I'll try to answer it here.

My understanding is that this can be very valuable in the case where a
host is oversubscribing guest memory. What I have seen is that memory
overcommit can quickly cause certain workloads to take minutes versus just
seconds depending on the speed at which memory is swapped out and in.

What this patch set is providing is a form of auto-ballooning that allows
the guest to shink its memory footprint so that it can be packed more
tightly with other guests, especially in the case where guests are often
inactive.

> > ...
> >
> > --- a/include/linux/mmzone.h
> > +++ b/include/linux/mmzone.h
> > @@ -470,6 +470,14 @@ struct zone {
> > seqlock_t span_seqlock;
> > #endif
> >
> > +#ifdef CONFIG_PAGE_REPORTING
> > + /*
> > + * Pointer to reported page tracking statistics array.
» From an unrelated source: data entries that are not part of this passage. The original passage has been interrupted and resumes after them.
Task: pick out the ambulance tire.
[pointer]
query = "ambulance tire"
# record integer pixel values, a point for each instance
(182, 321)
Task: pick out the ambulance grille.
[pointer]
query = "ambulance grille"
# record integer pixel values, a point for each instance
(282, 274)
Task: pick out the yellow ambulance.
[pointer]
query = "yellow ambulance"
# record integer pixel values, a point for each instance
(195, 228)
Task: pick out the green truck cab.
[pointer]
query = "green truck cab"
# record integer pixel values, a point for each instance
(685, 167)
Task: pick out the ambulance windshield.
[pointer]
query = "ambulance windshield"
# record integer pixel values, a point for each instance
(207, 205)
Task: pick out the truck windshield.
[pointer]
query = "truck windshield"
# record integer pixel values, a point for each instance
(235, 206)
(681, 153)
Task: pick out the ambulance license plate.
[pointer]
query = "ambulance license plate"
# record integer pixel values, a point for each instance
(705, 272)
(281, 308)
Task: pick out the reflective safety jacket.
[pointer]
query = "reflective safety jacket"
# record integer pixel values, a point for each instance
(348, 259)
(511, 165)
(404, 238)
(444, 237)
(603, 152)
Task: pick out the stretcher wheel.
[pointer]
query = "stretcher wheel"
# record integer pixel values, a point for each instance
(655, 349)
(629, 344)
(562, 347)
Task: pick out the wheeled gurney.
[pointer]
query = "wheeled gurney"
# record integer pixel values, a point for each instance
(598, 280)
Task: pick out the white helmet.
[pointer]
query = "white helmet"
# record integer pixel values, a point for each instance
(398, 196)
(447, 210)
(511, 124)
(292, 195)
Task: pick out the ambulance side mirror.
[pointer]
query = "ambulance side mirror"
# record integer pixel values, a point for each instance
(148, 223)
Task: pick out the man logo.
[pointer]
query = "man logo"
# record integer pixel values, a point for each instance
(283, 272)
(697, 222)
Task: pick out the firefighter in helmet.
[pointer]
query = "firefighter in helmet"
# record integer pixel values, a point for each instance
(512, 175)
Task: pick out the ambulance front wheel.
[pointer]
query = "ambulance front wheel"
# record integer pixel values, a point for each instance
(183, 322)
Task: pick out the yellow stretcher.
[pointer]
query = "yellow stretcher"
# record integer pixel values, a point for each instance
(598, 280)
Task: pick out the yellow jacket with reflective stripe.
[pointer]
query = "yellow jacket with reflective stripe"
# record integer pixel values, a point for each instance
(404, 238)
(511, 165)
The size of
> > + * the array is MAX_ORDER - PAGE_REPORTING_MIN_ORDER. NULL when
> > + * unused page reporting is not present.
> > + */
> > + unsigned long *reported_pages;
>
> Dumb question. Why not
>
> unsigned long reported_pages[MAX_ORDER - PAGE_REPORTING_MIN_ORDER];

It was mostly to avoid causing too much change to the zone structure. By
placing it where I did I was essentially just making use of unused space
that would have otherwise been padding. In addition, since this is only
going to be used when in a virtualized environment we keep the size of the
zone smaller on systems that won't be making use of page reporting.

> > +#endif
> > int initialized;
> >
> > /* Write-intensive fields used from the page allocator */
> >
> > ...
> >
> > +#define page_is_reported(_page) unlikely(PageReported(_page))
>
> page_reported() would be more consistent.

Okay, I can do that.

> > ...
> >
> > +static inline void
> > +add_page_to_reported_list(struct page *page, struct zone *zone,
> > + unsigned int order, unsigned int mt)
> > +{
> > + /*
> > + * Default to using index 0, this will be updated later if the zone
> > + * is still being processed.
> > + */
> > + page->index = 0;
> > +
> > + /* flag page as reported */
> > + __SetPageReported(page);
> > +
> > + /* update areated page accounting */
> > + zone->reported_pages[order - PAGE_REPORTING_MIN_ORDER]++;
>
> nit. This is an array, not a list. The function name is a bit screwy.

Yeah. Maybe I should rename this to mark_page_reported(). I think at some
point it was updating the reported_boundary so that the page was pulled
into the list. I gave up on that when we had to start supporting the
boundary being pulled out from under us. The array is just for tracking
the statistics and wasn't a consideration in the naming.